Rząd się zlitował i nie zaleje ich domów wodą

powódź zalany dom
Zalany dom /PAP
REKLAMA

Mieszkańcy mieli być wysiedleni z powodu inwestycji w retencyjne zbiorniki przeciwpowodziowe w Kotlinie Kłodzkiej. W reakcji na doniesienia medialne minister gospodarki wodnej i żeglugi śródlądowej Marek Gróbarczyk zapewnił, że tak się nie stanie. 

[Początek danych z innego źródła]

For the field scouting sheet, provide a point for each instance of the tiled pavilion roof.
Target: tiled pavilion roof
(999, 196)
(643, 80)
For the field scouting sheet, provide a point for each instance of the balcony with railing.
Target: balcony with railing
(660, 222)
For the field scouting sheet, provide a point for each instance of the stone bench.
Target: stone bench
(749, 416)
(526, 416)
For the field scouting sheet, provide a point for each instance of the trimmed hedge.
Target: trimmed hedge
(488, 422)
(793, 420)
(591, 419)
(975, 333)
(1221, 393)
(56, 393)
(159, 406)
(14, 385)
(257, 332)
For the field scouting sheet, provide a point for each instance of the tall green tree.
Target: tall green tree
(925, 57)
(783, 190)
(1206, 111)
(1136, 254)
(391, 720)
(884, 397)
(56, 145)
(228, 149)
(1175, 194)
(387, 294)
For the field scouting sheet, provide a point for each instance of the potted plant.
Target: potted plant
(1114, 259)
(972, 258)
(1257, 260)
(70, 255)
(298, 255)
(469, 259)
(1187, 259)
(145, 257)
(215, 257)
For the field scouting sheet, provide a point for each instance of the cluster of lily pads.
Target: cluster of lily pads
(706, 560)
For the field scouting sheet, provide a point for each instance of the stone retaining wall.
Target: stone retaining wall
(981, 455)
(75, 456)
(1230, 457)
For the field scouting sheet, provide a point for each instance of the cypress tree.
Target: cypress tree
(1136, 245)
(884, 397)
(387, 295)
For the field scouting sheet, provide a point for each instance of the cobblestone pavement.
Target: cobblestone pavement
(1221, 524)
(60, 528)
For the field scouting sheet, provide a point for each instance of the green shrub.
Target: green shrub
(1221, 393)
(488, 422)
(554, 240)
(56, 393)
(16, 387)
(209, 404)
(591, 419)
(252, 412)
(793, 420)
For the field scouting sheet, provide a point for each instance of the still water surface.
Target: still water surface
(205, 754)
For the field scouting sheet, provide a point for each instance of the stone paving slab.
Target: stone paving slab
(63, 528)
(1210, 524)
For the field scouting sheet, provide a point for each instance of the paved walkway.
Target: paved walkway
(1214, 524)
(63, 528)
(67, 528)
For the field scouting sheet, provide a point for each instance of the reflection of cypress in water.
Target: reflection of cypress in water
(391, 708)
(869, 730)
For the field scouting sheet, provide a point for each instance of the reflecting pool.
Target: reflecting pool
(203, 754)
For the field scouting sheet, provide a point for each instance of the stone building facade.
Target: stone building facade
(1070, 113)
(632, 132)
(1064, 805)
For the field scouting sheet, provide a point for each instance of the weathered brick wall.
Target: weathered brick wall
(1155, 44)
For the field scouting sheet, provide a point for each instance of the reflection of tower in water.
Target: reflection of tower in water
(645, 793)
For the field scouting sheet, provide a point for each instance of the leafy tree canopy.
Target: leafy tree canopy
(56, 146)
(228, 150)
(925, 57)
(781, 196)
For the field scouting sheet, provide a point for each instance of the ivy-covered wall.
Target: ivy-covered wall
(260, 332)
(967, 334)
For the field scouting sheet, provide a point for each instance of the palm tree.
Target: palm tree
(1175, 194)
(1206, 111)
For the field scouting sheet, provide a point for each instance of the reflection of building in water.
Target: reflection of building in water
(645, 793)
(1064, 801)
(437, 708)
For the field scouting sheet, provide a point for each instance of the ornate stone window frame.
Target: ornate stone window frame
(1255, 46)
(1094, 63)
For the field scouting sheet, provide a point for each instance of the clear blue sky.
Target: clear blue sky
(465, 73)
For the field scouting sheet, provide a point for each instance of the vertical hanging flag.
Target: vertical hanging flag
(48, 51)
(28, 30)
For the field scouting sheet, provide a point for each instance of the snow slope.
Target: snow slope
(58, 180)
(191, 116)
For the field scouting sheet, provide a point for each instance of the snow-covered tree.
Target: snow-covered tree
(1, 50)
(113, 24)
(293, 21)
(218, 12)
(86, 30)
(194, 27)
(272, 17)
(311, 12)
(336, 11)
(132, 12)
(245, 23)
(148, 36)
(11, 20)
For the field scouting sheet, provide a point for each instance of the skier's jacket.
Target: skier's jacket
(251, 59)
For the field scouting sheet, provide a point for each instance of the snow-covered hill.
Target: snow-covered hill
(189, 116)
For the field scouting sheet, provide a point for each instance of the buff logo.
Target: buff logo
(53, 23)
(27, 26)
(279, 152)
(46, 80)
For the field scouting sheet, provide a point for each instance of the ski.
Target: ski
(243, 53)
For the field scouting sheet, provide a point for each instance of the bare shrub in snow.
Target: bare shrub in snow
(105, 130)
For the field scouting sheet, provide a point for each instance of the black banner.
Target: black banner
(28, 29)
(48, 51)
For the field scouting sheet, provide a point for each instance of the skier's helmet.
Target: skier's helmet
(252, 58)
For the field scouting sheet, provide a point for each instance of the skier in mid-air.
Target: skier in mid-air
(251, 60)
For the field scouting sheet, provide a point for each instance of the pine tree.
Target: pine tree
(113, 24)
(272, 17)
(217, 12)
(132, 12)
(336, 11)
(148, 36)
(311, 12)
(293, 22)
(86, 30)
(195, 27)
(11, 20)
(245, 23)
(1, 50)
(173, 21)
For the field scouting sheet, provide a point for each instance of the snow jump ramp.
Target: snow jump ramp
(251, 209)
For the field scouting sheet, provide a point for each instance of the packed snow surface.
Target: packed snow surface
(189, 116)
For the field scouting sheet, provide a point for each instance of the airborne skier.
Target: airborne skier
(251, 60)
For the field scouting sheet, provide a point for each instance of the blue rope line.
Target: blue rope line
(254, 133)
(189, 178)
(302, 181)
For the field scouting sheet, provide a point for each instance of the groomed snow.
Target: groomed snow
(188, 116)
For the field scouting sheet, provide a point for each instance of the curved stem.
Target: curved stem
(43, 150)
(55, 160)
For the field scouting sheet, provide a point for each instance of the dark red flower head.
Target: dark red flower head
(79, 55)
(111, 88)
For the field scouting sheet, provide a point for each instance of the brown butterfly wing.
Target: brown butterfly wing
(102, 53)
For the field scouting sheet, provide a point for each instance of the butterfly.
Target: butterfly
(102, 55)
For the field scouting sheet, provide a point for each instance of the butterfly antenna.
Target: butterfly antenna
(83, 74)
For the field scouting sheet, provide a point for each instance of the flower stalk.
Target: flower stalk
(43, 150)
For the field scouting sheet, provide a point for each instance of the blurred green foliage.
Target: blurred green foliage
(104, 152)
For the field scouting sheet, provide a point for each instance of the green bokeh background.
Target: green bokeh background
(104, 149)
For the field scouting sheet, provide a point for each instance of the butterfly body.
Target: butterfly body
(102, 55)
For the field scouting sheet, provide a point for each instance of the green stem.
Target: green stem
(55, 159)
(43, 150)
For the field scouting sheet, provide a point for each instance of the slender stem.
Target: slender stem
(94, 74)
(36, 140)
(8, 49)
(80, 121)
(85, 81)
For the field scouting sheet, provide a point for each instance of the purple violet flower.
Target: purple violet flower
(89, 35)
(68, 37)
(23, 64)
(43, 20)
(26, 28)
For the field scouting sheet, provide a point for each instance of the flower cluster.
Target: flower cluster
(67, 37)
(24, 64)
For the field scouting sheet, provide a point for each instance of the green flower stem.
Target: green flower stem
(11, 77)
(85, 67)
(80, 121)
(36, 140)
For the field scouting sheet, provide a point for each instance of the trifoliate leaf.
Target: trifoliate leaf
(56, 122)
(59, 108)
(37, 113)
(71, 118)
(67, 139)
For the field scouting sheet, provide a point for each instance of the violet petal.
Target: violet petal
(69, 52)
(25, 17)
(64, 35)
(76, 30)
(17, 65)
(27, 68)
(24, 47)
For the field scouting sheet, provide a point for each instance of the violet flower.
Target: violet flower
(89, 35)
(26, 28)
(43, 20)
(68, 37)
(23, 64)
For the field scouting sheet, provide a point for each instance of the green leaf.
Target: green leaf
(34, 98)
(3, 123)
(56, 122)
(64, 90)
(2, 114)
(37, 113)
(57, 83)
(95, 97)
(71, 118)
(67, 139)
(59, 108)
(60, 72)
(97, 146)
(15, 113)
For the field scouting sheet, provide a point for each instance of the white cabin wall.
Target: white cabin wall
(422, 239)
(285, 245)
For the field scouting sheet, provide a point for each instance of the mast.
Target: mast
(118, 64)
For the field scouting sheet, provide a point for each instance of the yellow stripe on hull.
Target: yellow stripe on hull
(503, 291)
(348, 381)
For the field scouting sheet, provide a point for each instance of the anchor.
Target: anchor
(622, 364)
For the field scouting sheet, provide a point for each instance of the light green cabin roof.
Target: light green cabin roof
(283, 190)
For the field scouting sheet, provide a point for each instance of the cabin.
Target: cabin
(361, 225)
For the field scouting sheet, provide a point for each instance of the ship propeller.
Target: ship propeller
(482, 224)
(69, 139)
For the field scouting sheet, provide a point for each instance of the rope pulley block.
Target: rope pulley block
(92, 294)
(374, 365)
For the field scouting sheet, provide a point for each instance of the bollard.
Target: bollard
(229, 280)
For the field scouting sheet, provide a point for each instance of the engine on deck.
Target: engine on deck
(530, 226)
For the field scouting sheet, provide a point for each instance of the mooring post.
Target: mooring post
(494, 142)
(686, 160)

Podczas konferencji prasowej we Wrocławiu Gróbarczyk przekazał wojewodzie dolnośląskiemu list adresowany do samorządowców, organizacji społecznych i mieszkańców Ziemi Kłodzkiej, w którym szef resortu dementuje informacje przekazywane m.in. w mediach społecznościowych.

REKLAMA

Odnosi się do informacji medialnych, które w ostatnich tygodniach były pokłosiem spotkań konsultacyjnych z samorządowcami i mieszkańcami, podczas których prezentowano przygotowane przez firmę Sweco analizy hydrologiczno-hydrauliczne dorzecza Nysy Kłodzkiej. Według różnych wersji tych analiz w Kotlinie Kłodzkiej mogłoby powstać od 9 do 16 kolejnych zbiorników retencyjnych, a w efekcie ich budowy mogłoby zostać wysiedlonych od 1,2 tys. do 2,3 tys. osób.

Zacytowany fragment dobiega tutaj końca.